The Gulf Stream (GS) is bounded to the north by a strong temperature front known as the North Wall (NW). The NW’s dominant mode of interannual variability is a longitudinally coherent north–south migration. Fluctuations in NW position have important consequences for regional climate because the GS transports considerable heat from the ocean at low latitudes to the atmosphere at high latitudes. Numerous studies have shown that the NW’s latitude is correlated with the North Atlantic Oscillation (NAO), with the NW north of its mean position when the NAO is anomalously strong. Baroclinic Rossby waves are commonly invoked as the mechanism linking the NAO to the NW. The long crossing time of baroclinic Rossby waves (4–9 years) compared to the reported lag between NAO anomalies and NW shifts (0–2 years), suggests that this explanation will only work if the Rossby waves originate very close to the GS.

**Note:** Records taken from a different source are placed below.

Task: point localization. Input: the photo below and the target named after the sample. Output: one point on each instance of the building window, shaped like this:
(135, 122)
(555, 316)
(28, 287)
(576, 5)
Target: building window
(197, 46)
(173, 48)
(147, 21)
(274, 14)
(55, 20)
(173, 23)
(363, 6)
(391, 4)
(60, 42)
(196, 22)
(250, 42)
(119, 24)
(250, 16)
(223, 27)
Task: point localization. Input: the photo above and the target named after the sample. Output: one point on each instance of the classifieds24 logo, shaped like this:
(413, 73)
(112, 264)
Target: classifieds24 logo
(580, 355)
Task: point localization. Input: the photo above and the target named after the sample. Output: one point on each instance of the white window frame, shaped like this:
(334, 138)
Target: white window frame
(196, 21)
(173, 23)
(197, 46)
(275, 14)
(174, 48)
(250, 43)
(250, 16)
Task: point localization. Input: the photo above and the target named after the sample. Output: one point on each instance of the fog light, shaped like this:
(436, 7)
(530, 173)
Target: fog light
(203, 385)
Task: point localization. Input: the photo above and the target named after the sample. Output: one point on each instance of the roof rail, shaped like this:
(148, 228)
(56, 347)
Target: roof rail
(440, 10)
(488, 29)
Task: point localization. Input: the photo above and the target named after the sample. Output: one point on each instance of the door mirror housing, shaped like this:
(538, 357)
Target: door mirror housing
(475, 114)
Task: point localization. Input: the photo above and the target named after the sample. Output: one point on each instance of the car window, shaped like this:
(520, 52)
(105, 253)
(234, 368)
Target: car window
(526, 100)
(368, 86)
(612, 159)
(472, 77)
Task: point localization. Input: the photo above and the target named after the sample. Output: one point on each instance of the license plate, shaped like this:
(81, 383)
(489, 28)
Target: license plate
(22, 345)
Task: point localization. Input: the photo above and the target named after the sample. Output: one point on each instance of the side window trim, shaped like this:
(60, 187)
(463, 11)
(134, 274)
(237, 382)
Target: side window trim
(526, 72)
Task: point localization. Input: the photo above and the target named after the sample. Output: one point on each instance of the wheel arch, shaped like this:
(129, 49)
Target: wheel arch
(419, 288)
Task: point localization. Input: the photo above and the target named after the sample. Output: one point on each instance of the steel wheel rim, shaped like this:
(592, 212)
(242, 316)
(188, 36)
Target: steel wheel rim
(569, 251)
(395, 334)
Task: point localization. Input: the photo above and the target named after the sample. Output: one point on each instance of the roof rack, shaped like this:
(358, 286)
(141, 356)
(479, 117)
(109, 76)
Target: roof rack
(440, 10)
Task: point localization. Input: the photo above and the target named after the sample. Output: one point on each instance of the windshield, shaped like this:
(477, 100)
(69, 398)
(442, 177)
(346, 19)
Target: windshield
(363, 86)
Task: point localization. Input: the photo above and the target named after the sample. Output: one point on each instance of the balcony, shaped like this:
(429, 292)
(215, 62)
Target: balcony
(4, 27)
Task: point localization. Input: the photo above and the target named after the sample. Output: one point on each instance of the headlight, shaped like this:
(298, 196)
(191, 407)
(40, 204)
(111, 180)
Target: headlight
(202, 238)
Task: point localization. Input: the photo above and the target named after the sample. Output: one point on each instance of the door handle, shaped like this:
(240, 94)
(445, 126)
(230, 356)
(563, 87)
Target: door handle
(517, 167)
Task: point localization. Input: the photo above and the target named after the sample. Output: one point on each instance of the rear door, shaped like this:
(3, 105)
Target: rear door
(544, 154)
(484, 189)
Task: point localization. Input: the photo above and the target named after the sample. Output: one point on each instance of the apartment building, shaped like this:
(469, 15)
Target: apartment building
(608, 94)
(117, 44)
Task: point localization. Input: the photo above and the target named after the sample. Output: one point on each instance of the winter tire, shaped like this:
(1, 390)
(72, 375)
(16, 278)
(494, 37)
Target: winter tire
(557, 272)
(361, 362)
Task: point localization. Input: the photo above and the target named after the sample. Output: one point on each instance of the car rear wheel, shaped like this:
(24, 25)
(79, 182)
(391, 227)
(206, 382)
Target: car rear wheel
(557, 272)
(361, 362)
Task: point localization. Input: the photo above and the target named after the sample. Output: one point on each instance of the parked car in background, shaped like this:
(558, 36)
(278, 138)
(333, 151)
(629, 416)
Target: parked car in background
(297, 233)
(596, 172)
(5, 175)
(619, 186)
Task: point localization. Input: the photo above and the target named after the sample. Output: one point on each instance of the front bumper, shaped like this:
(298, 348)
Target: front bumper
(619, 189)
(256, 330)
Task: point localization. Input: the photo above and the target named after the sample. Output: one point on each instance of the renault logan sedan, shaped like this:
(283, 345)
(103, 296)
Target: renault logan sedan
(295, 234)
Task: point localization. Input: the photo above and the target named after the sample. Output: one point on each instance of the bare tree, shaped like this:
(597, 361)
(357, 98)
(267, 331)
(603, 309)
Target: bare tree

The sensitivity of NW latitude to atmospheric forcing is examined in the ECCOv4(r2) ocean state estimate using adjoint and forward perturbation experiments. While the seasonal cycle of NW latitude is largely driven by buoyancy forcing (primarily heat flux) over and upstream of the GS Extension, interannual variability is primarily sensitive to wind stress curl anomalies due to zonal wind perturbations. Consistent with previous ideas about Rossby waves linking the NAO and the NW, the sensitivity pathways are organized into beams of westward-propagating Rossby waves. However, a dynamical reconstruction of NW variability reveals that the NAO typically projects incoherently onto the sensitivity pathways over most of the Atlantic; that is, different regions contribute opposing tendencies to NW latitude. Any small net tendency remaining propagates toward the GS so slowly that it is often canceled by opposing NAO variability in subsequent years. The area southeast of Newfoundland, near the extreme eastern edge of the GS, is a notable exception—wind stress curl anomalies produced there propagate rapidly up the GS, affecting the entire NW within 0–2 years. While most previous studies overlooked this region due to the relatively small projection of the NAO loading pattern, we show that anomalies located there are the only ones capable of producing a coherent and statistically significant response in the latitude of the NW.